I also have a few articles to get completed on Amis and Bond for my blog as 28 March 2018 marks the 50th Anniversary of the publication of Amis' Colonel Sun in 1968. That was the start of the official James Bond continuation project that has run intermittently ever since and to my mind it is an anniversary well worth celebrating with a special series of articles!
A mummy is stolen from a small town museum along with some Roman coins and a soaking wet man collapses in fourteen year old Peter Furneaux's living room bleeding from the head. What was a suspected student prank is followed by murder...

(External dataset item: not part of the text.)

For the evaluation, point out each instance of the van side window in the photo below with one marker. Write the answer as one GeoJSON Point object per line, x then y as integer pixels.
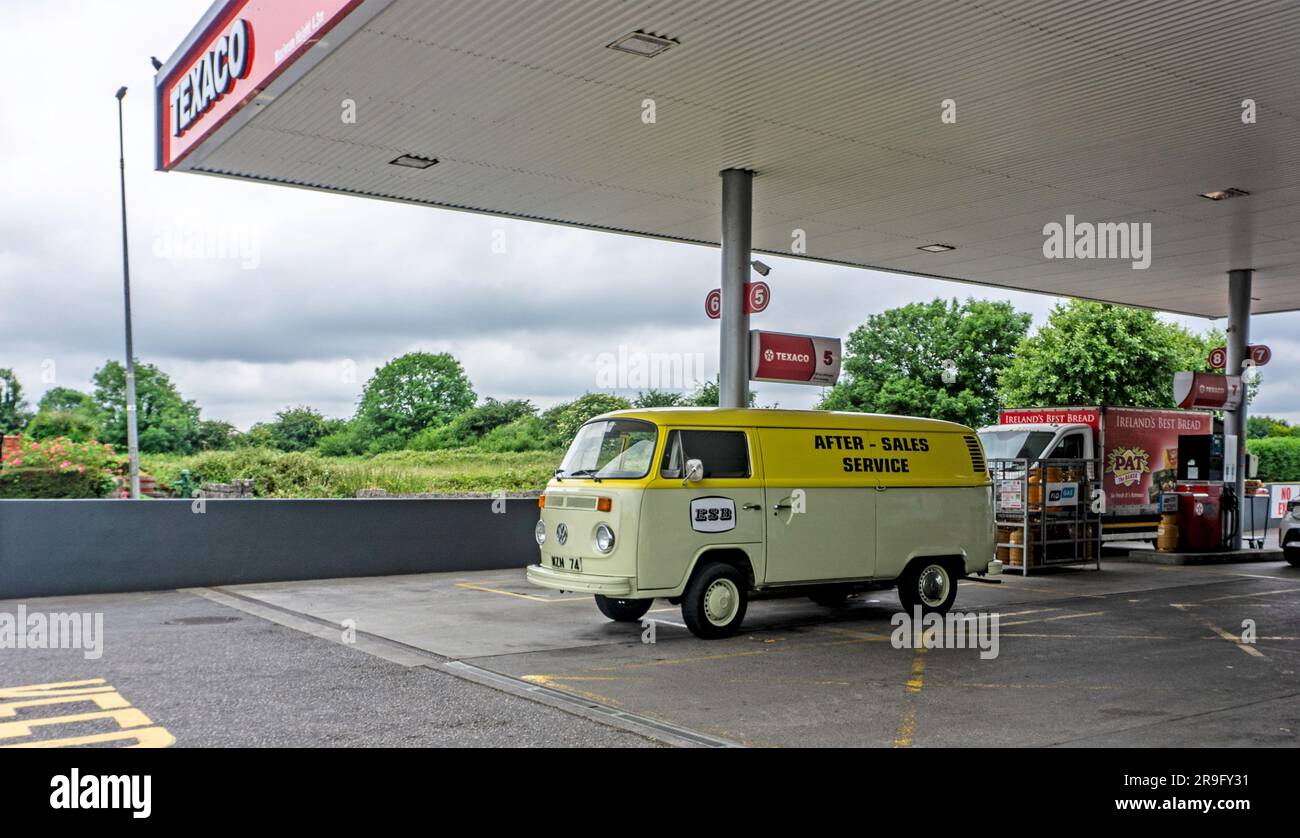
{"type": "Point", "coordinates": [724, 452]}
{"type": "Point", "coordinates": [1070, 447]}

https://www.youtube.com/watch?v=4P22yqww2qM
20 Top Kingsley Amis Quotes To Keep You From Going Astray:
https://m.youtube.com/watch?v=epwuVCPkyt4
Sorry about the robotic voice! 🤖
Interesting that this thread should come up again, because right now I'm reading Amis's THE ALTERATION (1976), set in an alternate 1976 where the Protestant Reformation had never happened--in fact, Martin Luther had become a pope, followed by Sir Thomas More--as a result, the western world is still Catholic and involved in a cold war with the Islamic world, there never was a USA, and steam power is still high technology. That said, the novel is focused on a boy chorister with such a beautiful voice that everyone wants to have him. . .er. . .altered in order to keep that voice intact. It's absolutely brilliant stuff--imaginative, amusing (but never laugh-out-loud funny), and thoroughly unique.